Please help, I'm not sure which formula to use! Thank you.
0.951g/L
I would use this one.
P*molar mass = density*RT
density will be in g/L.
Thank you! Did you get 1.26 g/L
No. The answer is less than 1 g/L.
I obtained 0.9498 which I would round to 0.950 g/L. I used 17 for the molar mass and 0.08206 for R.
To find the density of ammonia under these conditions, you can use the ideal gas law. The ideal gas law equation is:
PV = nRT
Where:
P is the pressure of the gas,
V is the volume of the gas,
n is the number of moles of the gas,
R is the ideal gas constant,
T is the temperature in Kelvin.
First, we need to convert the temperature from Celsius to Kelvin. The Kelvin temperature scale is simply Celsius + 273.15. In this case, the temperature is 28 degrees Celsius, so the corresponding Kelvin temperature would be 28 + 273.15 = 301.15 K.
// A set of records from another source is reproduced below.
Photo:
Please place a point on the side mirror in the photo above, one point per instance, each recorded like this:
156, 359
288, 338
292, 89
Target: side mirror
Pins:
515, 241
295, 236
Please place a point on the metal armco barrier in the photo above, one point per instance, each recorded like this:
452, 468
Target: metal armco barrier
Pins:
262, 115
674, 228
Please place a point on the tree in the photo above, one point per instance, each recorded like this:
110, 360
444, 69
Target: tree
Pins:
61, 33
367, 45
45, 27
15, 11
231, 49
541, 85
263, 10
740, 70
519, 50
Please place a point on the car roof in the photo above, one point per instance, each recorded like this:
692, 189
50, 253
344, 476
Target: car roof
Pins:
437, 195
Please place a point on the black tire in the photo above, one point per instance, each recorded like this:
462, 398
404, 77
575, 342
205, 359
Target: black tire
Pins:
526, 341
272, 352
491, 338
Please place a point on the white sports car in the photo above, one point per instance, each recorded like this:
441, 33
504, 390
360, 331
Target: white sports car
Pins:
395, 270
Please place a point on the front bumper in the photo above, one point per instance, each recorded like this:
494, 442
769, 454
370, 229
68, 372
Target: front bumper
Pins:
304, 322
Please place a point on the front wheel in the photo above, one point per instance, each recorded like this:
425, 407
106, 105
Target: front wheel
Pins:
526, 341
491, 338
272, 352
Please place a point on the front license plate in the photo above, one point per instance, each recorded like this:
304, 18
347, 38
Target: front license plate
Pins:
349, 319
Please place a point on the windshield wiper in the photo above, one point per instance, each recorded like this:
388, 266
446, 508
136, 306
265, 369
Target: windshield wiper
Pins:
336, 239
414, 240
Now we have the pressure, volume, and temperature in the correct units. The ideal gas constant, R, is typically given as 0.0821 L·atm/(mol·K).
PV = nRT
Since we want to find the density, we'll rearrange the equation and solve for n/V:
n/V = (P/RT)
The density, ρ, is given by the equation:
ρ = (molar mass of the gas) x (n/V)
The molar mass of ammonia (NH3) is approximately 17.03 g/mol.
So, the final equation to find the density of ammonia is:
ρ = (17.03 g/mol) x (P/RT)
Using the given values: P = 1.38 atm, V = 2.65 L, R = 0.0821 L·atm/(mol·K), T = 301.15 K, we can substitute them into the equation to find the density.